I like Bee Scent from Great Lakes Integrated Pest Management. Two tsps undiluted on a paper towel set inside a zip lock baggy and you lay it just inside the entrance. Pennies.

I use a six-frame deep.

Grant
Jackson, MO https://www.createspace.com/4106626


----------



## notaclue (Jun 30, 2005)

My best luck , and some years it works great other years nothing, is 10 frame box or a five frame nuc with at least one brood frame in each. I have had both become occupied, one occupied and neither. I also seem to have a 'little' better chance of collecting swarms when I use a couple drops of lemongrass oil on a frame and a drop or two at the entrance. Just remember I have had great springs and summers doing this and also barren seasons as well. I usually have them next to each other, but there have been times when I have each in a different location.


----------



## PAHunter62 (Jan 26, 2011)

I made up a bunch of traps last year using 8 frame medium supers. I'm using all mediums for my operation. In order to get to a more attractive size, I added a 4 inch tray under the medium box (makes it about 40 liters). I made a slide block for the front for when I capture a swarm. A couple eyelet screws and a zip tie and you have them ready to transport.

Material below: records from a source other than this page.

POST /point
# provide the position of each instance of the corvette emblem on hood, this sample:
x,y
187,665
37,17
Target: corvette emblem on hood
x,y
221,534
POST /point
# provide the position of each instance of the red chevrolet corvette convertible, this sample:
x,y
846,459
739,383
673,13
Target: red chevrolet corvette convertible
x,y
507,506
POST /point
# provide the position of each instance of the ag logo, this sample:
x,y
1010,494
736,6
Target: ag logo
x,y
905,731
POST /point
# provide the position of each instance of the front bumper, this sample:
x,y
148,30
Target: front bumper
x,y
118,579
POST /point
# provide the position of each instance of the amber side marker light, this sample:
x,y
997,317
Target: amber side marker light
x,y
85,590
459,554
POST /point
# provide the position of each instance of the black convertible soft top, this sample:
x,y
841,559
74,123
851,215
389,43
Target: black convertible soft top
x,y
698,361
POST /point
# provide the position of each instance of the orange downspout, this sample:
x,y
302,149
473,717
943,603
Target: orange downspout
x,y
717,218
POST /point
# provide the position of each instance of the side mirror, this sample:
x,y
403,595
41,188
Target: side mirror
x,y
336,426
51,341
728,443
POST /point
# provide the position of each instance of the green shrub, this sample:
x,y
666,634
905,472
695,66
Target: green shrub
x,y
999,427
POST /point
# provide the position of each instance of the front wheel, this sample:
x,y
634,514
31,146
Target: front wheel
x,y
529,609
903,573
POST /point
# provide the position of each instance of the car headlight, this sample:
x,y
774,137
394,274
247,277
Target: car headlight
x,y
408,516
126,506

I caught 2 swarms last year with this style trap.









This allows me to lift "lived in" boxes off my hives, add the tray for a more appealing trap.

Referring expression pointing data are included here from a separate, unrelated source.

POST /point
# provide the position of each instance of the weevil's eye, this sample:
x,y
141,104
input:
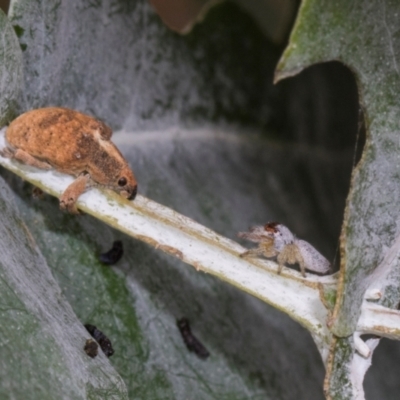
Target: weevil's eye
x,y
122,182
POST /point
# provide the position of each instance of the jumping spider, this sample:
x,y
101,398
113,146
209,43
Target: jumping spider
x,y
276,240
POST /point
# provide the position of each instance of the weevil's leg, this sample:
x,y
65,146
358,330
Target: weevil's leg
x,y
25,158
72,192
7,152
302,266
281,261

Here is a link to a volume calculator to figure out what you are using, or want to build:

http://dmplastics.ca/volume_calculator.htm

Happy Trapping ...


----------



## Brandy (Dec 3, 2005)

Lazy W, that's not nice this time of year to be posting that!! yeeoowwwzzzaaa wish we had some that size in our neck of the woods. Good job, but cut it out with those images!!!


----------



## Lazy W (Apr 14, 2012)

That was last year. I can't wait for this year. Got my traps ready to go.


----------



## Nature Coast beek (Jun 10, 2012)

Here's yer study:

http://naldc.nal.usda.gov/download/13794/PDF

Cavity size preferred and distances swarms travel are discussed. 40 - 80 liters with a small bottom entrance seems to be the "sweet spot".


----------



## squarepeg (Jul 9, 2010)

yep, i had several go in to empty 10 deeps with reduced lower entrances last year. used the mann lake swarm lure, as i had no queen pheromone on hand.


----------



## courtcounselor (Dec 21, 2013)

I was thinking of two jester NUCS pinned together side by side with connecting partition. It's inexpensive and the wait is much easier for me to handle. What are your thoughts?


----------